RTL8139 nic: Ubuntu 12.04 network stops responding, nothing in the logs

Asked by Sven Neuhaus

I have an old root server located in a data center. It has a Shuttle MK35 mainboard with onboard RTL8139 ethernet.

I recently installed Ubuntu 12.04 on that box (using a rescue system and debootstrap).

When there is load on the machine, it completely stops responding to the network. There is nothing in the logs that indicates why.

When I restart the server by soft-reset (emulates sending ctrl+alt+del), the network starts responding once again rightaway (during shutdown!) and the server reboots cleanly.

The ethernet port uses the 8139too driver.

I have upgraded the kernel to the proposed kernel linux-image-3.2.0-24-generic 3.2.0-24.38 and it has improved the situation a lot. Previously I would get these network disconnects every few minutes (under load), now I get them only a few times per day (which is still too much - the same machine was working flawlessly using Debian lenny previously).

I have tried running a shell script on the server that detects if the outside network is unreachable and restarts the network (ifdown eth0;ifup eth0) but that didn't work, it looks as if the ping went through.

Perhaps it is some kind of firewall issue? I have not configured anything in that regard and the iptables are empty.

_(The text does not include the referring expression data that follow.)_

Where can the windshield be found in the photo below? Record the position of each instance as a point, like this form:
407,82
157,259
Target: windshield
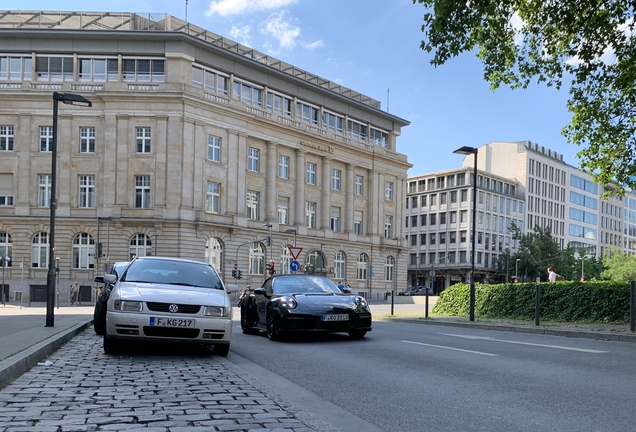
304,284
173,272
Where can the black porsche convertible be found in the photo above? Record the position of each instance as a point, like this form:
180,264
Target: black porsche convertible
303,303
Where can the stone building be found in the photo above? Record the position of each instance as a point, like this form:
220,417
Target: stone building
196,147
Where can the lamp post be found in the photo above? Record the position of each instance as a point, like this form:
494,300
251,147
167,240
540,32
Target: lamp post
4,264
467,151
69,99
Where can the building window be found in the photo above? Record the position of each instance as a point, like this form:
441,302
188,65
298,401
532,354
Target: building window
388,191
142,191
6,138
213,198
252,205
214,148
310,214
46,138
359,185
252,159
257,256
44,190
363,262
87,140
357,222
143,139
311,173
86,191
388,226
283,167
339,265
388,269
140,245
6,248
214,254
40,250
143,70
83,251
335,179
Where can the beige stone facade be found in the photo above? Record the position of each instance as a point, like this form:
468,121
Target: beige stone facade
166,163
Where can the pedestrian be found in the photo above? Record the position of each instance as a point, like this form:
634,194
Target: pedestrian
551,275
74,292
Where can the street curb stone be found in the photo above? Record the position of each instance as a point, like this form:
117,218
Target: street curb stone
14,366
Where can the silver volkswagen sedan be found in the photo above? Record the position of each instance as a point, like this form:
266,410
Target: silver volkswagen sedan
168,300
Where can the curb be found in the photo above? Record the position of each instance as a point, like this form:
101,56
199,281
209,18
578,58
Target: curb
18,364
615,337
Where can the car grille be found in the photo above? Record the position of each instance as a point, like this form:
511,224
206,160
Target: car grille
164,307
171,332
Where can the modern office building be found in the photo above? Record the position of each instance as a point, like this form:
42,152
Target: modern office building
195,146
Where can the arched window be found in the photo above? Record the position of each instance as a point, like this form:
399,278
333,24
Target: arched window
285,261
339,265
6,248
388,269
363,261
140,245
257,255
214,254
83,251
40,251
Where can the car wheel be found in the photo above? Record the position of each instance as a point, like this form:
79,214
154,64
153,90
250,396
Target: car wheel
111,345
222,350
273,332
247,321
99,318
357,334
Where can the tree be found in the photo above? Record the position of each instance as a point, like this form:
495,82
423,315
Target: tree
588,42
619,265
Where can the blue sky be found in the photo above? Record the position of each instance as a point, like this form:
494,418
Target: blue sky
370,46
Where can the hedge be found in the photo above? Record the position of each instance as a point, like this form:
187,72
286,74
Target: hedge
571,301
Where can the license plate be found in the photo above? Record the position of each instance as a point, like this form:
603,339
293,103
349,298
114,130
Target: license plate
171,322
335,317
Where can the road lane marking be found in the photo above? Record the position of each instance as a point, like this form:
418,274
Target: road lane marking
526,343
451,348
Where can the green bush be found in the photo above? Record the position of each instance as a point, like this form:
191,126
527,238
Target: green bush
603,301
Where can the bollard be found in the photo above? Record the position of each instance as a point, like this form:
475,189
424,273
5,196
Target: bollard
632,307
537,305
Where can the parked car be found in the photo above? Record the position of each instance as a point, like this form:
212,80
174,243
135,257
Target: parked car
168,300
303,303
99,314
420,291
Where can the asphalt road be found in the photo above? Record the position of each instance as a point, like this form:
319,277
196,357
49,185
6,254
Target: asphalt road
409,377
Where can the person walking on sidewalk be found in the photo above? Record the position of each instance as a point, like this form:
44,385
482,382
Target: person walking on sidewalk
74,292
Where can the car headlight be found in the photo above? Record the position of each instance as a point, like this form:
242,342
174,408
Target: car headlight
215,311
128,306
361,301
288,302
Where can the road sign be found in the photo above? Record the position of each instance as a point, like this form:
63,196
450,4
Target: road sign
294,251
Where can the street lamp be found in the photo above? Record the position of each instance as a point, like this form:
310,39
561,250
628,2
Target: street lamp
69,99
4,264
467,151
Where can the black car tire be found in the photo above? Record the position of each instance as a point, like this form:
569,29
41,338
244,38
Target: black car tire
111,345
99,318
357,334
222,350
273,332
247,321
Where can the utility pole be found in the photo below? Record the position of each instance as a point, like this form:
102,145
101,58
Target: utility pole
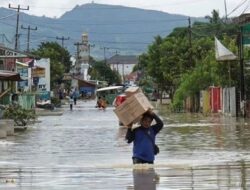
242,77
225,3
77,66
89,48
17,22
104,54
28,36
190,41
62,38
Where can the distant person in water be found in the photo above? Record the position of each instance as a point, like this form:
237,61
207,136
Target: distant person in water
143,138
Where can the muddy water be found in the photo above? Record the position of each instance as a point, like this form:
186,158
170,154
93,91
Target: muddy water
85,149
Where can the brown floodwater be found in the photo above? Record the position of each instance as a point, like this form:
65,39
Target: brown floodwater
85,149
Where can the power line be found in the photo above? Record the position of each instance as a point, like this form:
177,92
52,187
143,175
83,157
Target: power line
28,35
62,39
17,23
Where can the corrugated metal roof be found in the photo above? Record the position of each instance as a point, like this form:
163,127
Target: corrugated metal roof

Ideas, pointers are welcome. Thanks.

Question information

Language:
English Edit question
Status:
Solved
For:
Ubuntu linux Edit question
Assignee:
No assignee Edit question
Solved by:
Sven Neuhaus
Solved:
Last query:
Last reply:
Revision history for this message
actionparsnip (andrew-woodhead666) said :
#1

I suggest you test RAM from Memtest in Grub as a good first move.

Revision history for this message
Sven Neuhaus (sven0) said :
#2

Do you really think this looks like a memory problem? In the past when there were memory problems I saw processes crashing etc.

Anyway, is there a way to run memtest this on a remote server located in a data center?

Revision history for this message
Sven Neuhaus (sven0) said :
#3

The server's network connection was stuck again this morning.

Revision history for this message
Sven Neuhaus (sven0) said :
#4

I don't have gnome installed.

Revision history for this message
actionparsnip (andrew-woodhead666) said :
#5

The memory holds the apps and drivers as well as the OS, if the bad part of the RAM is used, it will cause issues.
You could try a smarthands request to get the server looked at locally.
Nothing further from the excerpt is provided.